Parker tells tour participants what to expect up front. Like the Ghost Walking Tours in Vevay, the Louisville Ghost Walks are comprised of about 50-50 locals and out-of-towners, he said.
“Everyone is curious. People are interested in the paranormal. Most ladies enjoy things about the paranormal, while guys enjoy the history and architectural detail of the buildings,” Parker said.
He encourages participants to come early and look around the haunted landmarks. His tours are suitable for ages nine years and up.
Parker said he began his business because “I always loved ghost stories. I’ve taken other ghost walking tours and was fascinated with the history of these places, some of which were out-of-the way places.”
He said many locals may have heard about the tours or the sites on the tour, but not been on a tour. It’s an interesting way to educate them about their own local history.
Frank Harris is one of the managers of Louisville Ghost Tour. All of his tour guides dress the part in Victorian costumes, and have some type of experience in theatre. This heightens the participants encounter with the haunted side of some of Louisville’s well-known historic buildings during their lantern-lit tour.
“We focus on telling authentic stories,” said Harris. Like Edds, he thoroughly researches the landmarks on his tour route, using at least three sources for every story that is related on the tour.

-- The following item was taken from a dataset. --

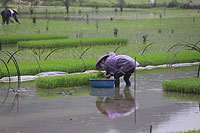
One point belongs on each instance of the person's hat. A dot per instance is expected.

“I tried to find locations that have not only a great haunted history, but history in general, and also architecture that is interesting to view,” said Harris. Louisville Ghost Tour lasts 90 minutes and covers six sites. Like Parker, the only site he takes visitors into is the Seelbach Hotel.
There have been several haunted happenings on his tours, such as participants seeing silhouettes and smelling a trace of perfume worn by the long-gone inhabitant of the home or hotel.
Louisville Ghost Tours is a subsidiary of Timeline Ghost Tours. The tours, guides and stories have been featured on the Travel Channel, TLC, NBC, CBS, FOX and PBS.
Many of these tours sell out quickly and reservations are strongly suggested.